Quelle est la différence entre le système humide et sec du point de vue de l’utilisateur ?
Le système humide avec des tuyaux encastrés dans le béton offre une meilleure accumulation de chaleur et une distribution plus uniforme, mais nécessite une hauteur de construction plus élevée et un temps de séchage plus long avant de pouvoir être mis en service. Le système sec est plus rapide à installer et particulièrement adapté aux rénovations avec une hauteur de plancher limitée.
Puis-je poser un plancher en bois sur le chauffage par le sol, ou doit-il toujours être recouvert de carrelage ?
Le carrelage est le revêtement le plus adapté en raison de sa bonne conductivité thermique, mais les planchers en bois et en stratifié sont également possibles – ils doivent toutefois être spécialement certifiés pour le chauffage par le sol, avec une température de surface maximale déclarée, généralement entre 27 et 29 °C.
Pourquoi est-il nécessaire d’isoler sous les tuyaux, si la chaleur doit monter vers le haut ?
Sans isolation, une partie de la chaleur s’échapperait vers le bas – vers le plafond du voisin ou vers le sol – au lieu d’être utilisée pour chauffer la pièce au-dessus. L’isolation dirige la chaleur vers le haut et améliore également la réactivité du système face aux ajustements du thermostat.
À quoi sert exactement le collecteur, et est-il nécessaire dans chaque pièce ?
Le collecteur est un élément central qui distribue l’eau chaude du chauffage vers les différents circuits du chauffage par le sol et la ramène. Il n’est pas nécessaire dans chaque pièce – il est généralement installé de manière centrale (par exemple, dans une armoire de distribution sur le palier) et des boucles individuelles partent de là vers les différentes pièces ou zones.

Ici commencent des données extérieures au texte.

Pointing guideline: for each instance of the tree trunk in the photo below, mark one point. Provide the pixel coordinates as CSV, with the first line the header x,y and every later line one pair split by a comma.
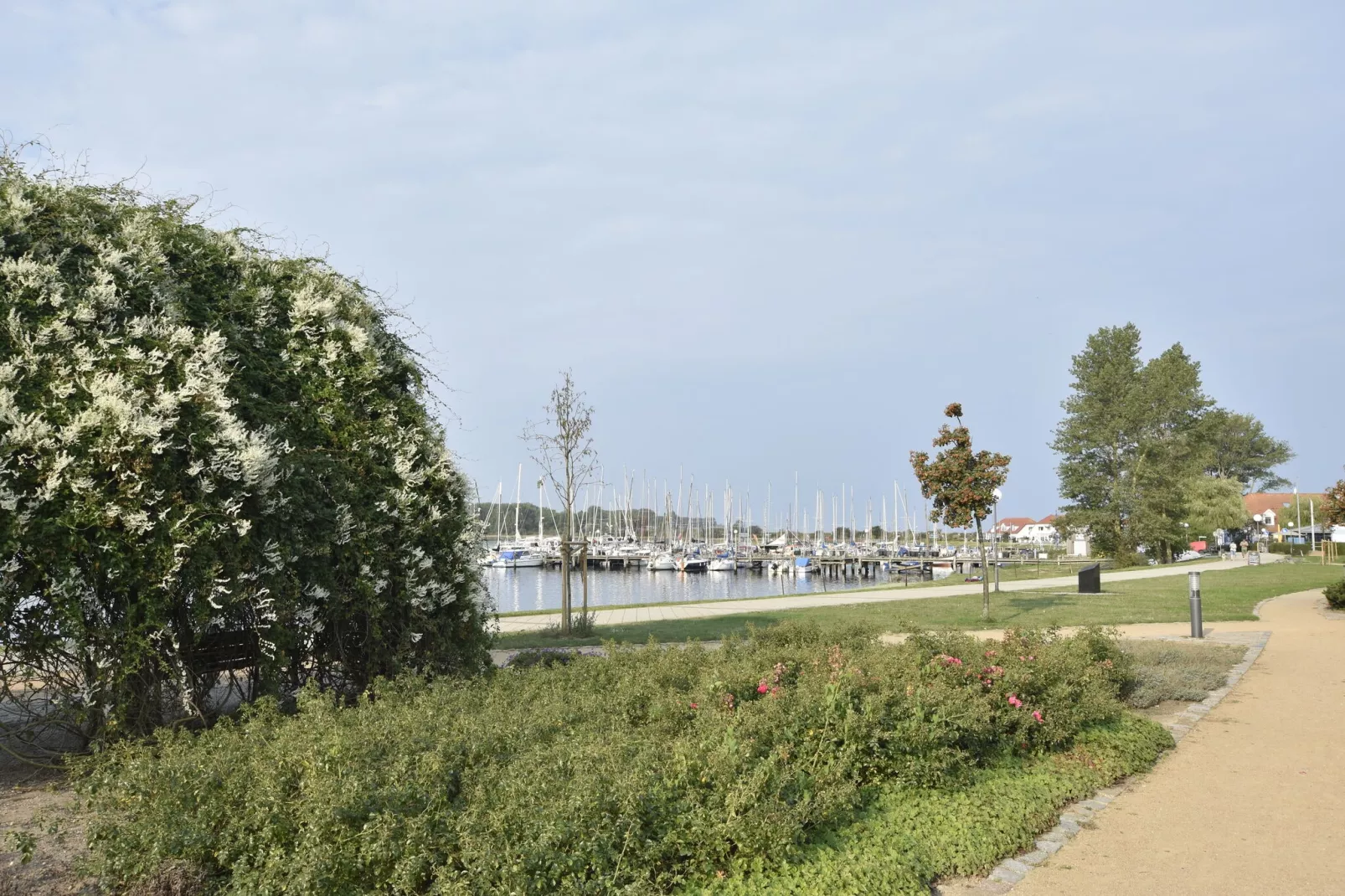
x,y
565,587
985,574
584,579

Quelle est la différence entre le tracé en serpent et en spirale des tuyaux, et dois-je choisir un seul type pour toute la maison ?
Le serpent est plus simple à installer, mais crée un léger gradient de température dans la pièce. La spirale égalise les différences de température et est plus adaptée aux murs extérieurs avec des pertes thermiques plus importantes. Les deux méthodes peuvent être combinées au sein d’une même maison, selon les besoins spécifiques de chaque pièce.
Est-il possible de combiner le chauffage par le sol avec des radiateurs dans la même maison ?
Oui, cette combinaison est courante et fonctionne de manière fiable. Elle nécessite cependant un bon équilibrage hydraulique, car le chauffage par le sol fonctionne avec une température d’eau plus faible que les radiateurs – on utilise donc généralement une régulation de température séparée pour le circuit du chauffage par le sol.
Est-ce que le chauffage électrique par le sol est pire que le chauffage à eau chaude ?
Il ne s’agit pas d’une question de « pire » ou de « meilleur », mais de l’adéquation avec la situation donnée. Le chauffage électrique par le sol se connecte facilement directement au réseau électrique via un thermostat, sans nécessiter de collecteur ni de canalisations d’eau, ce qui est avantageux notamment pour de petites surfaces ou des installations complémentaires, par exemple lors d’une rénovation de salle de bain.